We have collected data from different datasets (SNAP platform
by Stanford University, Amazon’s user reviews).
We have to bring those datasets into the desired format and
assign sentiment to those tuples. We have denoted the tuples as
Positive, Negative and Neutral in the following format:
Positive Review : 4
Neutral Review : 2
Negative Review : 0
9. DATA PREPROCESSING AND FEATURE
EXTRACTION:
The first step after preparing the dataset is to preprocess it. Because we
need to extract the important features and remove the unwanted
information from the dataset.
Preprocessing of Dataset involves the following steps:
Removal of URL’s:
Twitter data consists of different type of information. If any user
posted any link which is none of the use for sentiment analysis.
Therefore, URL should be removed from the tweet.
Removal of special symbol:
There are various types of symbols used by the user such as comma (,),
full stop (.) etc. which does not contain sentiment. Therefore, special
symbols should be removed from the tweet.
10. Converting emoticons:
It shows the various emoticons used for conversion. Nowadays
emoticons become away for the user to express their views, feeling,
and emotion. Emotions play a big role in the sentiment analysis.
Therefore ,convert the whole emoticons into its equivalent word by
which we can do the analysis efficiently.
Removal of Username:
Every Twitter user has a unique username, therefore, anything is
written by a user can be indicated be writing their username
proceeding by @. This type is denoted as proper nouns. For
example, @ username. This also has to be removed for effective
analysis.
11. 5) Removal of Hash tag:
A hash tag is a prefixed with the hash symbol (#). Hash tag are used
for naming subjects or phrases that are currently in trend. For
example, #google,#twitter.
6) Removal of additional white spaces:
There may be consists of extra white space in the data and it needs
to be removed. By removing white spaces the analysis to be done
more efficiently.
13. TRAINING AND TESTING ALGORITHM:
After preprocessing the Train and Test Dataset. We need to
provide this data for training the algorithm.
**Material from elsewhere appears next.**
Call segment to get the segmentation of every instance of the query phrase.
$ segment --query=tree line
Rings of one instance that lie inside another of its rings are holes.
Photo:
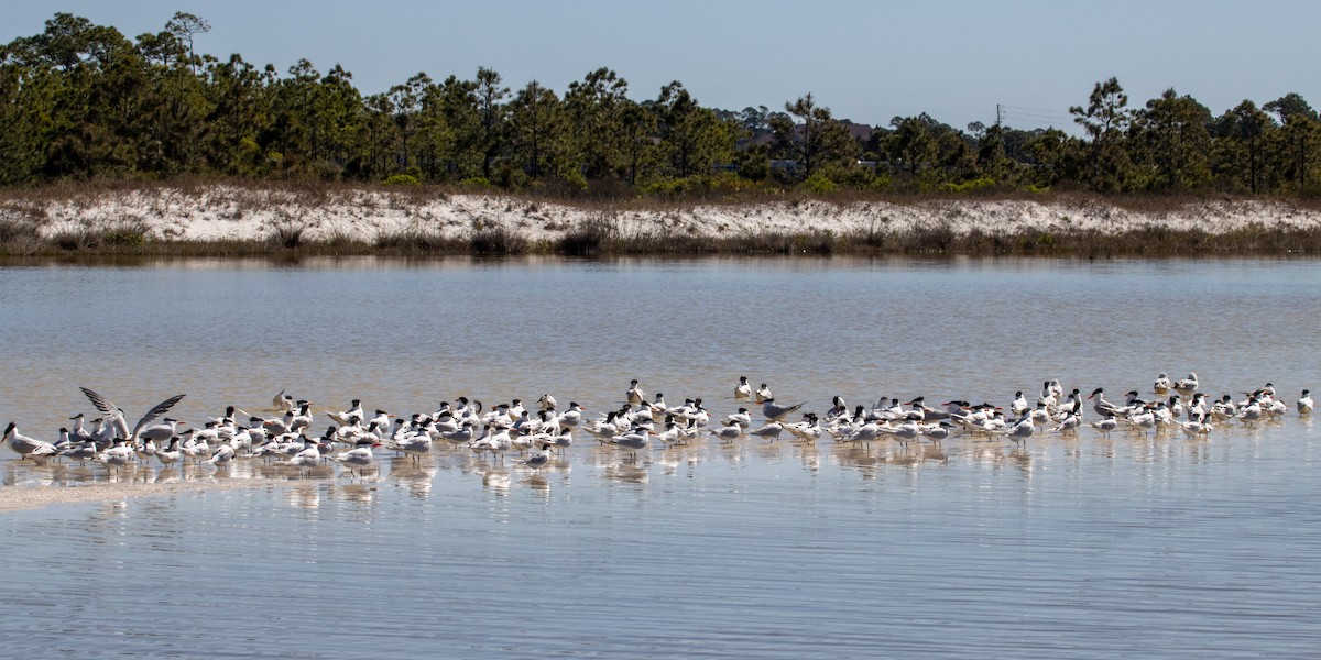
[[[811,94],[729,111],[672,82],[635,100],[606,67],[563,92],[536,81],[511,90],[483,67],[363,95],[339,65],[322,73],[303,59],[281,75],[197,53],[209,30],[180,12],[128,38],[57,13],[41,34],[0,48],[0,185],[199,176],[560,194],[1321,191],[1321,121],[1295,92],[1215,115],[1173,88],[1129,106],[1111,78],[1069,110],[1082,135],[959,129],[926,114],[872,128]]]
In this step, We have used two Data Mining Algorithms namely
Naïve Bayesian Algorithm and Support Vector Machine(SVM).
During our research, We have found out that SVM out beats Naïve
Bayesian Algorithm in every test. So, We have implemented SVM
in the further project work.
15. DOWNLOAD OF TWEETS FROM TWITTER:
Download the Tweets for a specific keyword can be achieved by using
Tweepy library which is an twitter API for downloading the tweets.
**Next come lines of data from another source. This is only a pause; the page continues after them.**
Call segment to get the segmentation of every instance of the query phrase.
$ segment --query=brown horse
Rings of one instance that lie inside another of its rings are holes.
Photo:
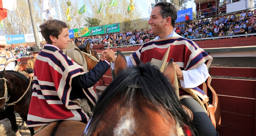
[[[16,136],[20,136],[14,111],[19,113],[23,120],[27,121],[32,83],[30,79],[13,71],[4,70],[0,72],[0,111],[2,112],[0,112],[0,119],[8,118],[12,129]],[[33,135],[33,129],[29,129]]]
[[[168,81],[172,59],[163,73],[150,64],[126,67],[117,51],[116,78],[101,94],[85,132],[87,135],[192,136],[195,132]]]

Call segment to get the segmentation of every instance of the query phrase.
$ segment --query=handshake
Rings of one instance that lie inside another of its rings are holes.
[[[114,51],[112,50],[110,50],[110,48],[109,46],[105,50],[102,51],[101,53],[99,59],[101,61],[105,60],[109,62],[114,62],[116,58],[116,56]]]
The Tweepy API directly communicates with the Data Source after
providing the Authentication keys and tokens that are required.
After Successful handshake between the our Source code and Twitter
API we can download the user tweets. We need to save these tweets so
that we can perform sentiment.
16. DISCOVERY OF SENTIMENT ANALYSIS
The next step after downloading the tweets for a
specific keyword. We need to input the download
data to Support Vector Machine(SVM).
Then SVM performs the sentiment and outputs the
result in the form of Pie Chart and Word Cloud.